It's about the storage durations and privacy.

Static objects need to persist for the duration of the program execution. They are generally placed in a different area of memory than stack or heap. Other translation units may have static objects. By having the compiler tag these items, the linker can throw them all into the same area of memory.

Static objects need privacy. When other translation units use the variable identifiers (of static objects in other modules), they can't because the variables are private. This may produce an error or the compiler may decide to generate a copy in the other translation unit.

If you want a variable that is "global" within a translation unit, but not have other translation units see it, declare it as static.

How does the compiler know which translation unit to execute first?

Translation units are not executed. Functions are executed. Functions are executed in the order specified by the program's logic, regardless of where they reside.

By definition in the C++ language, the main() function is executed first, regardless of where it lives or the order of compilation or the order of linking.

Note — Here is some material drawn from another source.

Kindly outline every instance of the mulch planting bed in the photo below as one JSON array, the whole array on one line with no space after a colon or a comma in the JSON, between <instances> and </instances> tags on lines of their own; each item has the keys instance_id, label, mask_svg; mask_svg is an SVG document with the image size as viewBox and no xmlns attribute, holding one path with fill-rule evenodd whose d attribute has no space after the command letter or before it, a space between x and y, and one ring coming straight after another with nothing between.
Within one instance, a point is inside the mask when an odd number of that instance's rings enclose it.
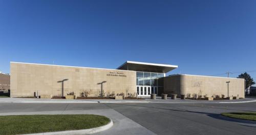
<instances>
[{"instance_id":1,"label":"mulch planting bed","mask_svg":"<svg viewBox=\"0 0 256 135\"><path fill-rule=\"evenodd\" d=\"M136 98L136 97L125 97L124 99L145 99L143 98Z\"/></svg>"},{"instance_id":2,"label":"mulch planting bed","mask_svg":"<svg viewBox=\"0 0 256 135\"><path fill-rule=\"evenodd\" d=\"M186 99L192 99L192 100L205 100L205 98L186 98ZM226 98L214 98L214 100L227 100Z\"/></svg>"},{"instance_id":3,"label":"mulch planting bed","mask_svg":"<svg viewBox=\"0 0 256 135\"><path fill-rule=\"evenodd\" d=\"M76 99L115 99L115 98L99 97L78 97Z\"/></svg>"},{"instance_id":4,"label":"mulch planting bed","mask_svg":"<svg viewBox=\"0 0 256 135\"><path fill-rule=\"evenodd\" d=\"M224 98L214 98L214 100L227 100L227 99Z\"/></svg>"},{"instance_id":5,"label":"mulch planting bed","mask_svg":"<svg viewBox=\"0 0 256 135\"><path fill-rule=\"evenodd\" d=\"M17 97L16 98L37 98L36 97Z\"/></svg>"},{"instance_id":6,"label":"mulch planting bed","mask_svg":"<svg viewBox=\"0 0 256 135\"><path fill-rule=\"evenodd\" d=\"M53 97L52 99L66 99L65 97Z\"/></svg>"}]
</instances>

Note: There are other functions that are executed before main, such as C++ environment setup and constructors of global objects. This is taken care of by the compiler and the programmer usually doesn't see it.

Edit 1:
There are many discussions of how global instances of classes or structures are initialized, and when they are initialized.

For example, a constructor of a global class may call cout to print something. In order to make this work, the I/O streams need to be initialized before this constructor is called. So now the cout object needs to be initialized before a global object.

There are other interesting issues as well, but that discussion is to broad for this answer.